If you just want a refrigerator that accommodates your magnet collection, then this probably isn’t the one for you.
A manufacturer has launched a state-of-the-art fridge, which costs more than the average kitchen, at up to $41,500.
The Meneghini La Cambusa unit can be custom-fitted with a range of gizmos including a coffee maker, ice-maker, temperature controlled pantry and even a flat-screen television.
Looking more like a piece of antique furniture than a household appliance, the fridge is aimed at the super-rich.
Indeed, one retailer, Robey’s, in the UK, admits that they ‘do not sell hundreds a week’.
As well as refrigerating food, the La Cambusa three-door model includes spaces that can be customised to meet clients’ need.

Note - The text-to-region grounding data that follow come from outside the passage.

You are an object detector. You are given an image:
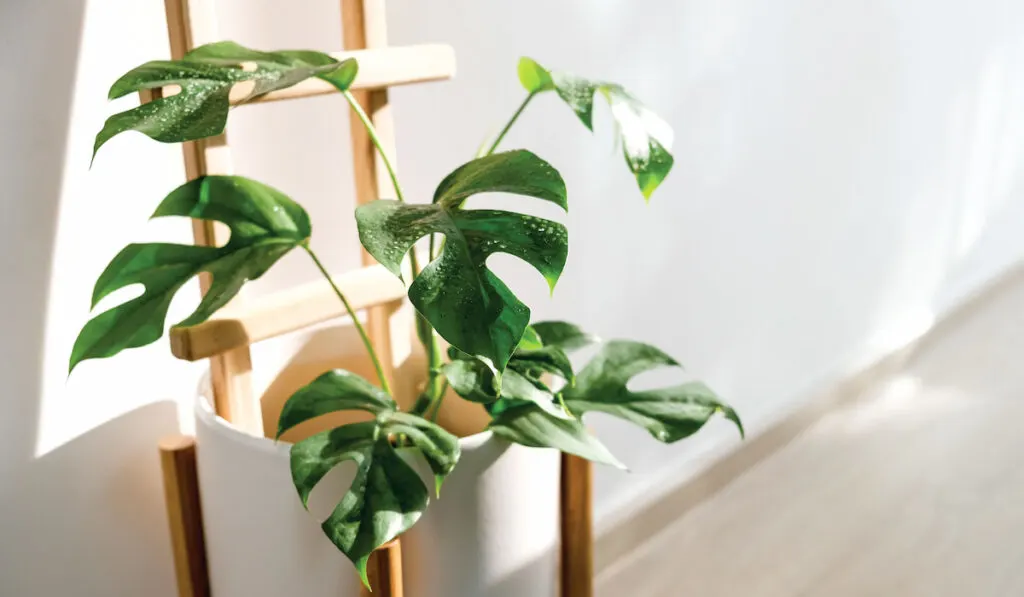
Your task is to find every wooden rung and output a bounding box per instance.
[148,44,455,106]
[234,44,456,104]
[141,44,453,106]
[169,264,405,361]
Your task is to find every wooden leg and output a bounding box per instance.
[361,539,403,597]
[160,435,211,597]
[561,454,593,597]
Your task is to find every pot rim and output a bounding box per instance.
[195,372,494,453]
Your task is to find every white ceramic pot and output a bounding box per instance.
[195,378,561,597]
[401,432,561,597]
[194,385,362,597]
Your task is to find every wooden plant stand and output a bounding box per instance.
[145,1,594,596]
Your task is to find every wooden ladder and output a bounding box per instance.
[147,1,594,596]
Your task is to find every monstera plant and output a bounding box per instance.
[71,42,742,585]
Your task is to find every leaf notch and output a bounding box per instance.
[69,175,310,373]
[356,150,570,371]
[93,41,359,161]
[518,57,674,201]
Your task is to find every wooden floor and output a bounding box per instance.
[598,273,1024,597]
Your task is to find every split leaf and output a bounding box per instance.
[518,57,674,201]
[277,369,396,437]
[69,175,309,372]
[285,371,459,586]
[356,150,568,370]
[445,354,570,419]
[94,41,358,159]
[562,340,743,442]
[488,402,624,468]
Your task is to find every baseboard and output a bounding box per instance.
[594,262,1024,577]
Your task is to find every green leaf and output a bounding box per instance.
[287,373,460,587]
[384,411,461,493]
[518,58,674,201]
[432,149,568,209]
[501,368,572,419]
[69,176,309,372]
[277,370,396,438]
[356,150,568,370]
[562,340,743,442]
[532,320,600,352]
[94,41,358,159]
[506,321,593,385]
[509,345,575,386]
[517,325,544,351]
[292,424,422,586]
[443,358,499,404]
[488,402,624,468]
[550,72,599,130]
[447,350,570,419]
[517,57,554,93]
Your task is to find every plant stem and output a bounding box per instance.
[483,91,536,157]
[432,93,539,265]
[304,244,392,396]
[343,89,444,412]
[427,379,449,422]
[343,91,407,204]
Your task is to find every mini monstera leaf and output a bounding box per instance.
[356,150,568,370]
[562,340,743,442]
[444,352,571,420]
[509,342,576,386]
[531,320,600,352]
[445,321,595,416]
[488,402,624,468]
[442,358,500,404]
[518,57,674,201]
[277,369,395,436]
[282,370,459,585]
[93,41,358,159]
[504,320,597,385]
[510,320,599,383]
[69,175,310,372]
[516,325,544,351]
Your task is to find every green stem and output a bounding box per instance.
[412,330,444,417]
[343,89,444,412]
[342,91,425,280]
[343,91,406,204]
[483,91,536,157]
[304,244,392,396]
[427,379,449,422]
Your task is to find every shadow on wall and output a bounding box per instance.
[0,402,181,596]
[0,2,180,596]
[0,1,84,470]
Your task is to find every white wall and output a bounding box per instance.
[2,0,1024,594]
[1,1,194,595]
[382,0,1024,523]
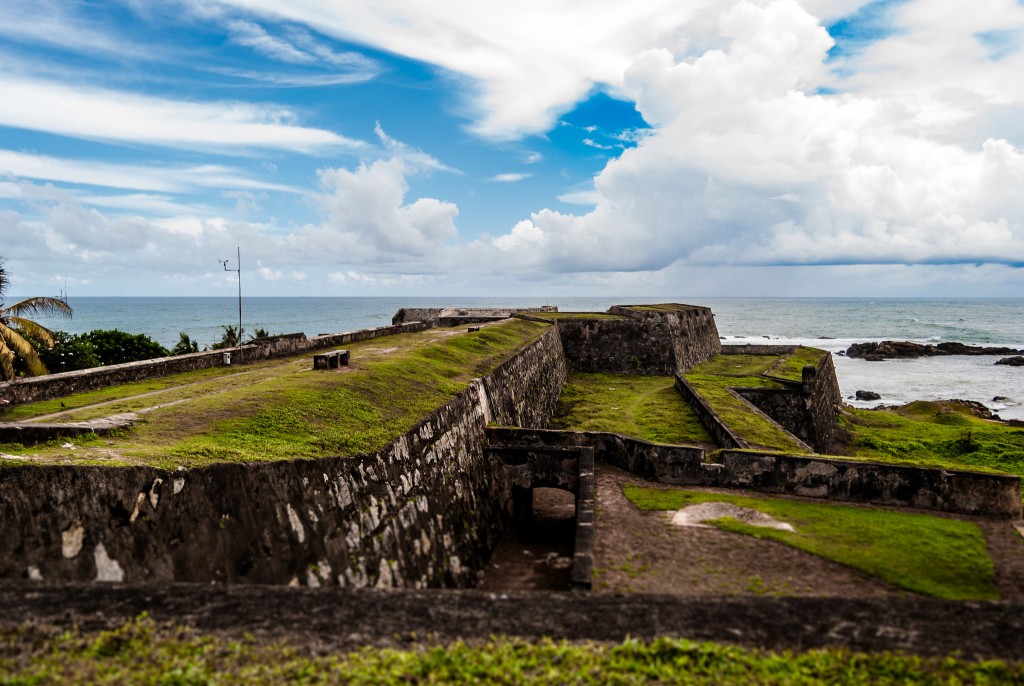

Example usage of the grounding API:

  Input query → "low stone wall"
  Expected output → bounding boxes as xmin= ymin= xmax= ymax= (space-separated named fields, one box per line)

xmin=741 ymin=355 xmax=841 ymax=454
xmin=5 ymin=583 xmax=1024 ymax=660
xmin=698 ymin=346 xmax=841 ymax=454
xmin=0 ymin=322 xmax=430 ymax=408
xmin=0 ymin=324 xmax=567 ymax=586
xmin=673 ymin=376 xmax=747 ymax=449
xmin=715 ymin=450 xmax=1023 ymax=518
xmin=484 ymin=428 xmax=1021 ymax=518
xmin=486 ymin=427 xmax=708 ymax=485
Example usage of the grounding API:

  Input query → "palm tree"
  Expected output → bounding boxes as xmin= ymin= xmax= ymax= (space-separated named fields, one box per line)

xmin=0 ymin=258 xmax=73 ymax=381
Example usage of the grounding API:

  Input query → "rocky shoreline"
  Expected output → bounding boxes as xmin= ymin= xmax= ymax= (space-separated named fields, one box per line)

xmin=845 ymin=341 xmax=1024 ymax=361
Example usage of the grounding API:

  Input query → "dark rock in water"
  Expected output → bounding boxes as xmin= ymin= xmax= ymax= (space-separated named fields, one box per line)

xmin=846 ymin=340 xmax=1024 ymax=360
xmin=994 ymin=396 xmax=1010 ymax=402
xmin=937 ymin=342 xmax=1023 ymax=356
xmin=995 ymin=356 xmax=1024 ymax=367
xmin=855 ymin=390 xmax=881 ymax=401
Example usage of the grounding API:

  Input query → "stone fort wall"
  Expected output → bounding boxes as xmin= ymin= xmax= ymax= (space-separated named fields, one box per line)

xmin=0 ymin=325 xmax=567 ymax=586
xmin=554 ymin=305 xmax=721 ymax=375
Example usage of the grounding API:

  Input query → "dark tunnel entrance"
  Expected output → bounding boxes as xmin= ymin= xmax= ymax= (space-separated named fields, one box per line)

xmin=477 ymin=487 xmax=577 ymax=591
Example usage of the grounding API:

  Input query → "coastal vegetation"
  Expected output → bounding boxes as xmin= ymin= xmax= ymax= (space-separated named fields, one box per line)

xmin=29 ymin=329 xmax=170 ymax=372
xmin=3 ymin=615 xmax=1021 ymax=684
xmin=840 ymin=401 xmax=1024 ymax=480
xmin=550 ymin=372 xmax=712 ymax=445
xmin=0 ymin=257 xmax=72 ymax=380
xmin=623 ymin=485 xmax=998 ymax=600
xmin=0 ymin=320 xmax=548 ymax=467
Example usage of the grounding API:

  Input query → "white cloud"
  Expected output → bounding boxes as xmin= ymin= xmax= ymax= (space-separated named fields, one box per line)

xmin=224 ymin=19 xmax=380 ymax=84
xmin=582 ymin=139 xmax=614 ymax=150
xmin=256 ymin=261 xmax=284 ymax=280
xmin=477 ymin=0 xmax=1024 ymax=272
xmin=0 ymin=150 xmax=299 ymax=194
xmin=0 ymin=0 xmax=151 ymax=60
xmin=307 ymin=157 xmax=458 ymax=257
xmin=490 ymin=173 xmax=533 ymax=182
xmin=0 ymin=75 xmax=363 ymax=153
xmin=207 ymin=0 xmax=708 ymax=139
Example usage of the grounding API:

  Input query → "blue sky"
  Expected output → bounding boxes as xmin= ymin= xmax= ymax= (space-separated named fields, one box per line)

xmin=2 ymin=0 xmax=1023 ymax=298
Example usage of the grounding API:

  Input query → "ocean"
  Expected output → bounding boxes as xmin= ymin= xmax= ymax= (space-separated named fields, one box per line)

xmin=22 ymin=296 xmax=1024 ymax=420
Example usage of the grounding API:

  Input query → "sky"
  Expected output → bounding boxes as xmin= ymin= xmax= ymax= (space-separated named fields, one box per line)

xmin=1 ymin=0 xmax=1023 ymax=298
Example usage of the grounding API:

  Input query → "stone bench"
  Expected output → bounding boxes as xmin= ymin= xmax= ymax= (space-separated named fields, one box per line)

xmin=313 ymin=349 xmax=350 ymax=370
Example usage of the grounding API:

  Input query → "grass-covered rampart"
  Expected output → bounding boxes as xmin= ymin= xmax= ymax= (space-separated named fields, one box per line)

xmin=3 ymin=615 xmax=1021 ymax=684
xmin=550 ymin=372 xmax=713 ymax=445
xmin=683 ymin=348 xmax=829 ymax=453
xmin=623 ymin=485 xmax=998 ymax=600
xmin=0 ymin=320 xmax=549 ymax=468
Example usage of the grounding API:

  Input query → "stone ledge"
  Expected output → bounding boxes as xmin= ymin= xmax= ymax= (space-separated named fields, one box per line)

xmin=2 ymin=582 xmax=1023 ymax=660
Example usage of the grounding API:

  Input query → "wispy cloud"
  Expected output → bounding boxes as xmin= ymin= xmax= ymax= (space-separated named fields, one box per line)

xmin=0 ymin=0 xmax=153 ymax=61
xmin=490 ymin=173 xmax=533 ymax=182
xmin=0 ymin=75 xmax=364 ymax=154
xmin=0 ymin=150 xmax=301 ymax=194
xmin=227 ymin=20 xmax=377 ymax=71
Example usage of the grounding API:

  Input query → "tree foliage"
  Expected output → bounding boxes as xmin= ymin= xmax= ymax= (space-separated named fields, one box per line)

xmin=32 ymin=331 xmax=101 ymax=373
xmin=170 ymin=332 xmax=200 ymax=356
xmin=211 ymin=325 xmax=242 ymax=350
xmin=80 ymin=330 xmax=169 ymax=365
xmin=0 ymin=257 xmax=73 ymax=380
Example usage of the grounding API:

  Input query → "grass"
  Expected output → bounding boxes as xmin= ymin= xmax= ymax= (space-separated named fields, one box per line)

xmin=550 ymin=372 xmax=713 ymax=445
xmin=685 ymin=374 xmax=806 ymax=452
xmin=3 ymin=615 xmax=1022 ymax=684
xmin=683 ymin=349 xmax=834 ymax=453
xmin=623 ymin=485 xmax=998 ymax=600
xmin=0 ymin=365 xmax=264 ymax=422
xmin=0 ymin=320 xmax=549 ymax=468
xmin=695 ymin=354 xmax=779 ymax=377
xmin=768 ymin=347 xmax=829 ymax=382
xmin=841 ymin=401 xmax=1024 ymax=480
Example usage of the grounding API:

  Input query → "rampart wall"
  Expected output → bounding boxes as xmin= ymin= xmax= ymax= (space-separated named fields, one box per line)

xmin=0 ymin=325 xmax=568 ymax=586
xmin=557 ymin=305 xmax=720 ymax=375
xmin=731 ymin=353 xmax=843 ymax=453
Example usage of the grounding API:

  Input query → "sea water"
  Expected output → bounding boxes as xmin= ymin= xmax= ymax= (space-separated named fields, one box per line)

xmin=21 ymin=296 xmax=1024 ymax=420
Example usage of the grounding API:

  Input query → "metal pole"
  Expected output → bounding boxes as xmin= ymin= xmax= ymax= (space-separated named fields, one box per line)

xmin=236 ymin=246 xmax=243 ymax=364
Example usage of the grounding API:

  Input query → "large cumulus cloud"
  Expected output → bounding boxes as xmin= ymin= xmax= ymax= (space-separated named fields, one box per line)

xmin=480 ymin=0 xmax=1024 ymax=272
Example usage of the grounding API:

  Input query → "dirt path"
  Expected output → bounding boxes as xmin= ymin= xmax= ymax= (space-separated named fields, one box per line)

xmin=593 ymin=465 xmax=907 ymax=598
xmin=981 ymin=521 xmax=1024 ymax=601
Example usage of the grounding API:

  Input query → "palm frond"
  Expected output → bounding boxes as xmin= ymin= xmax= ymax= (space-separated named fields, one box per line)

xmin=0 ymin=323 xmax=49 ymax=377
xmin=4 ymin=316 xmax=57 ymax=347
xmin=0 ymin=342 xmax=15 ymax=381
xmin=5 ymin=296 xmax=72 ymax=318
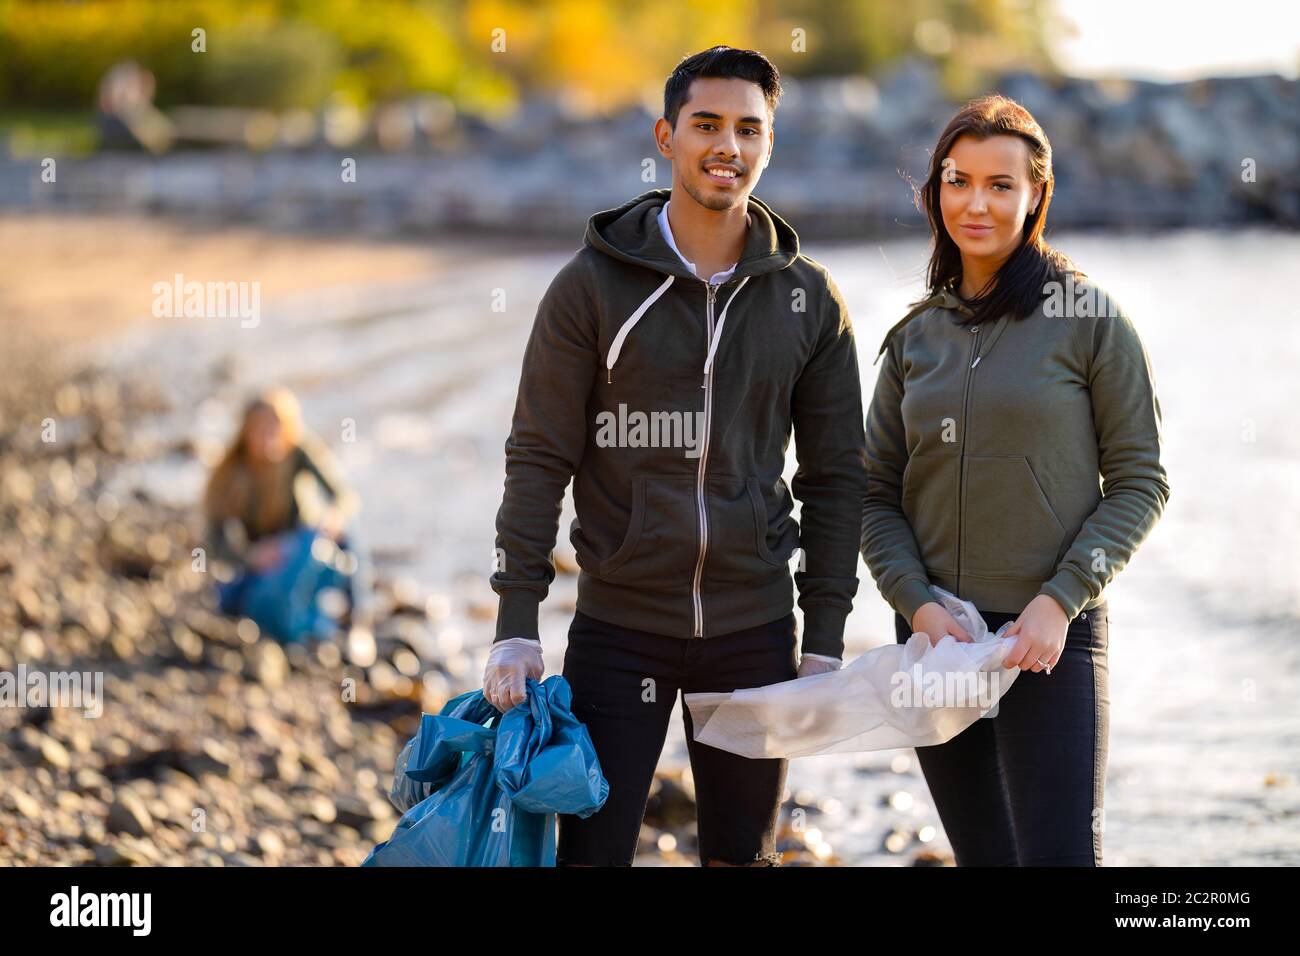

The price can vary enormously because each one is custom-made in Italy.
After shelling out $26,000 for the wooden frame, which can be painted in more than 500 colours, clients will then have to pay extra for brass handles, glass shelving and the fridge and freezer units.
For those wanting all of the mod cons a number of other devices can be installed.
A Miele coffee system, costing from around $3,000 is a popular pick, while flat screen televisions are frequently requested.
New York Magazine writes that the ice-maker has also been a hit, and customers have seen it as the perfect addition for ‘poolside parties, because, yes, some, clients have put these units poolside.’
A microwave oven and steam oven, by Miele are other optional extras.
The centrepiece of the appliance is a Liebherr refrigerator system, which starts at $1,200. The Swiss-based company will also construct a temperature-controlled pantry for dry storage.
The three-door La Cambusa, measures 8.2ft wide, weighs 1,100 pounds and includes 26.6 cubic feet of storage space.
There are cheaper versions in the Meneghini range, and Nigella Lawson owns a cream version of the $13,000 La Ghiacciaia.
The website apartmenttherapy.comwrites: ‘We’re set upon purchasing a Meneghini fridge/freezer in yellow when our lottery boat comes to harbour.
‘At that cost, we’d consider it the start of a family heirloom to pass along to generations; at least the design is worthy of the designation.’